MobileRead Forums

MobileRead Forums (https://www.mobileread.com/forums/index.php)
-   Sigil (https://www.mobileread.com/forums/forumdisplay.php?f=203)
-   -   Sigil-0.9.0 Release (https://www.mobileread.com/forums/showthread.php?t=267232)

KevinH 11-11-2015 02:25 PM

Hi,

If there are parse errors in an xhtml file, then trying to parse the xhtml to change a link location can in fact mess it up even more. The only way to change the link location is by parsing the xhtml.

And adding a css link does not cause parse errors unless you add it improperly. So please post a test case where adding a css link causes previously good xhtml to become bad.

Please note, that Sigil 0.9.0 no longer uses Tidy so losing large pieces of text should not be an issue any longer.
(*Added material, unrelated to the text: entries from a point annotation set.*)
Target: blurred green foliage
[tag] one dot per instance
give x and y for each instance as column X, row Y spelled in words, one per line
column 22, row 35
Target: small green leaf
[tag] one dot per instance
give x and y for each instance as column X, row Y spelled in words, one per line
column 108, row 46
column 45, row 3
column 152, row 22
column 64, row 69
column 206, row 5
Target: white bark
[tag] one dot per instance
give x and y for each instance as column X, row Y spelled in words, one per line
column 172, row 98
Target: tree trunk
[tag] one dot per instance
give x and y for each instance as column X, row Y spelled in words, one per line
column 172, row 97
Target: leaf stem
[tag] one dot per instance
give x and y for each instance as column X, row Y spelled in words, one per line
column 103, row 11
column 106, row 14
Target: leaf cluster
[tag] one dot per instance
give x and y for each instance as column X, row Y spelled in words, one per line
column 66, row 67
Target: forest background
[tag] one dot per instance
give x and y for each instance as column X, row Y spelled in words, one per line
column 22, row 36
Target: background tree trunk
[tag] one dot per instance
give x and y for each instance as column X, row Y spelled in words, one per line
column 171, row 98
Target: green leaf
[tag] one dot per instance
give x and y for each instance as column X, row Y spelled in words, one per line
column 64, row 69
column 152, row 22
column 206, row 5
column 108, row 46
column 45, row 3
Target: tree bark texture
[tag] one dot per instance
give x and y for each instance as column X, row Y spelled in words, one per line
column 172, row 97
The official xhtml parsing rules via gumbo are used and they autocorrect just like a web-browser does.

KevinH

CalibUser 11-11-2015 02:44 PM

2 Attachment(s)
Hi DiapDealer and KevinH

I am attaching one of the test files that I use that generates the error and the css file.
The css file would not upload directly so I have put it in a zip file.
To reproduce the error in Sigil 0.9 using Python 3.4:

Uncheck "Use bundled Python" option in Sigil on the Preferences (Plugins) dialog.
Run the plugin.
When the main window for the plugin shows, select the css file by clicking on "Select files" and selecting the required css file (attached).
Uncheck all the boxes in the main window for the plugin except "Insert CSS file"
Select the xhtml file from the list box in the main window for the plugin.
Click "Process text"
After running the plugin, switching from the cover view window to the book view window will show the error message.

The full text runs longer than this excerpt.